Rebel Without a Cause

Talks excessively.” No matter the awesome grades I received on my report card, the comment section was always filled with that remark.

I may have loved learning but I spent a decent amount of my time in elementary school outside in the hallway doing my work solo. Adult me is mature enough now to admit that my behavior took a while to work up to talks excessively because of my pattern of interruptive outbursts, “hey look at me” clownery and that one time when I threw a chair towards a teacher. I didn’t hit them and that wasn’t elementary me’s proudest moment but when you’re being bullied by your peers for things you have no control over before you can even get to know yourself, that was all I knew. Kids are cruel. My self-esteem was being destroyed before I could even build a foundation. I drew pictures, read books, and daydreamed at my desk in the hallway. Sometimes I would even miss the holiday parties because my behavior was unacceptable. I don’t know why little old me in my shiny big bubble winter coat couldn’t find the words to tell an adult that my feelings were hurt and that’s why I carried so much frustration. In elementary school, they teach you a lot but they don’t quite touch on emotional maturity and intelligence.

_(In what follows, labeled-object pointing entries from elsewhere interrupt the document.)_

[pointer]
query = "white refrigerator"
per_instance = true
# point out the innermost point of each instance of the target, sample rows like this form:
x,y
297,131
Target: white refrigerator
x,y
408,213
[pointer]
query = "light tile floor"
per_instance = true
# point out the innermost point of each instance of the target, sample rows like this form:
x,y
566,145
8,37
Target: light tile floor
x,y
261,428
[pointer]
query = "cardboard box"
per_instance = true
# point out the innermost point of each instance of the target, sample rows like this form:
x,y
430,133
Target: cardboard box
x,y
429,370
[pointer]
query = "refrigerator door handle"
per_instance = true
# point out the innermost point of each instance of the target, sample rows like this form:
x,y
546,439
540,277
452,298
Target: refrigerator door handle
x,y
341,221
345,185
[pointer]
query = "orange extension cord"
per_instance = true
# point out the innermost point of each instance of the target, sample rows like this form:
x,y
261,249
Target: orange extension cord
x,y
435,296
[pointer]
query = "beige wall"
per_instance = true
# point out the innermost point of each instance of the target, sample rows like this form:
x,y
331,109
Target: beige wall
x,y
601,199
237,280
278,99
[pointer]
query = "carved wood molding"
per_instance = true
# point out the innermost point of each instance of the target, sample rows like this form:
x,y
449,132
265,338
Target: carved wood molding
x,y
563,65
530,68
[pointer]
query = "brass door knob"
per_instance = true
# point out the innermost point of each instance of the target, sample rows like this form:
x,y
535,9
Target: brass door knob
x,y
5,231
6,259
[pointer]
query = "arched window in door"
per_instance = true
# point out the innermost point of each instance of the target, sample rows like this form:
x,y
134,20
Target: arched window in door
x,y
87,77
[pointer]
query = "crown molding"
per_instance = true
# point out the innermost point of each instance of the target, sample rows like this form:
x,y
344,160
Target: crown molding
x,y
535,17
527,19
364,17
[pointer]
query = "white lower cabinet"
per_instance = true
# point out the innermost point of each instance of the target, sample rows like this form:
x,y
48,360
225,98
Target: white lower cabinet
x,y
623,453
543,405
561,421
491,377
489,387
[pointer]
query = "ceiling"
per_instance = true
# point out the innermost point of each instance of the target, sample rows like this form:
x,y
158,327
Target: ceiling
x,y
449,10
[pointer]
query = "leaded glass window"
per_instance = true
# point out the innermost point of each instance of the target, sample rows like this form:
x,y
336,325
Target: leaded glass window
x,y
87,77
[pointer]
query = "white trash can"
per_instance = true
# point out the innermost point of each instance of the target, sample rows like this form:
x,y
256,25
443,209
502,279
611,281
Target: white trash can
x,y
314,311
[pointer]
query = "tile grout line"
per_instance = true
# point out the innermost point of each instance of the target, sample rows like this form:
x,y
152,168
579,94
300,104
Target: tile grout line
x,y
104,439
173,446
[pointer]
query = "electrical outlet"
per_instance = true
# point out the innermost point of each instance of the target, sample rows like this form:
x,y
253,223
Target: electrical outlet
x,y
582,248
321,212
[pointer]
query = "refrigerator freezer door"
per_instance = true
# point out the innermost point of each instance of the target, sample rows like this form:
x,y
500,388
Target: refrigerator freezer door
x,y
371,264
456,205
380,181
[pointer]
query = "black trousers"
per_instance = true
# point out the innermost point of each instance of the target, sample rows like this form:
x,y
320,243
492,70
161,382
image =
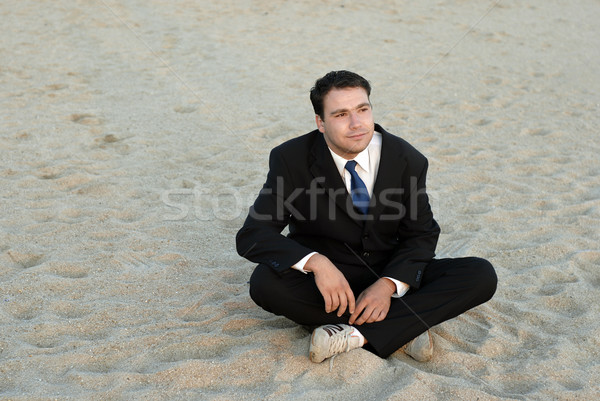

It wasn’t until middle school, technically intermediate school. At Rankin Intermediate someone in the staff saw something in me and recommended me for a new pilot program where students would learn how to peer mediate and take a trip down the land of conflict resolution. It got me out of some of my regular classes that bored me to tears so I was excited and I felt special. I wasn’t in Gifted and reflecting I feel like HOTS (Higher Order Thinking Skills) might have been the opposite but we got to play the Oregon Trail so we didn’t care. I wasn’t getting as bullied as much by the time I made it to Rankin because a decent amount of elementary school I would come home and tell my mother what happened. She fought a lot of my battles for me and I’m forever grateful. I’ll never forget going home crying because one of my peers threw my shoe into traffic in front of everyone at the bus stop after school. My mom marched right up to their house with me in tow and cursed out their mother. She was and always will be my blessing. When people would pick on my complexion she was always there to tell me, “the blacker the berry, the sweeter the juice.” I had no idea what that meant.

This peer mediation program was pitched as a time to help us help our classmates deal with conflicts but the administration was sneaky. If I took anything from Rankin Intermediate and that class that took up several weeks of my class time it was how to resolve a conflict and deal with anger. We would learn about different de-escalation techniques, we would answer some questions about them, and then we would act them out with our peers. I say this administration was sneaky because it wasn’t until years later after I got the certificate and thick binder full of everything that I learned that I realized, we weren’t taught that for our peers. They (the administration) were teaching us how to de-escalate conflicts even within ourselves. For example, after that program when I would get angry I would go through a series of questions to figure out if it was real anger. What happened? Why was I feeling the way that I was feeling? Last but most importantly was, would acting on said emotions make me or the situation better? Most of the time the answer to that question was no!

I don’t know who saw something in me to see that I was trying. Like my grades were good to the point where I realized years later that I wasn’t being challenged enough. I thank whomever it was but that emotional intelligence crash course was what I needed to add to my toolbox for junior high school.

It takes a village and I’m grateful that someone in the village saw that I wasn’t where on the road I needed to be.

By junior high school, the bullying ended. I had a different hair color every week and a wardrobe that said quite a few things. One day I was rocking my favorite pair of jeans that set off the metal detector every time I wore them because they were distressed bell-bottoms with humongous safety pins all the way up the sides. The next I was dressing in plaid skirts and graphic tees. Without emotional maturity, in my toolbox, I wouldn’t be able to rock different hair colors and express myself through fashion without caring what people thought. Junior high me might have had too much confidence that came with problems but that middle school program helped me navigate through my mistakes as Junior high me still screwed up. She screwed up so badly that my junior high diary could be New York Times’ Best Seller.

I almost made it through my entire junior high and high school career without one altercation but I didn’t know that the bus stop was considered school property until you went home, especially if it wasn’t your bus stop. I can’t imagine the other trouble or the road I would be on if it wasn’t for “peer mediation.” High school was mostly teachers frustrated with me because I would finish my classwork and homework in class to write novels to share with my classmates. I actually got in trouble for taking the notebook back that my teacher took from me. I was apparently supposed to sit at my desk and twiddle my thumbs. Reflecting back, I probably needed to be in someone’s AP class but if I would’ve done that I probably wouldn’t have discovered my love for writing novels.

I tell people all the time when they question my Woodland Hills Experience that Woodland Hills prepared me for the world on a social level. Oh! I’m still awkward but at least I’m not angry anymore. I’m a professional optimist that can navigate conflict before jumping to anger right away and it took quite a journey to get here especially in a time before GPS.

Who would’ve thought that angry kid who got stuck in her shiny bubble coat and was bullied for years by her peers for being darker than others, would grow up to be a leader and a professional optimist?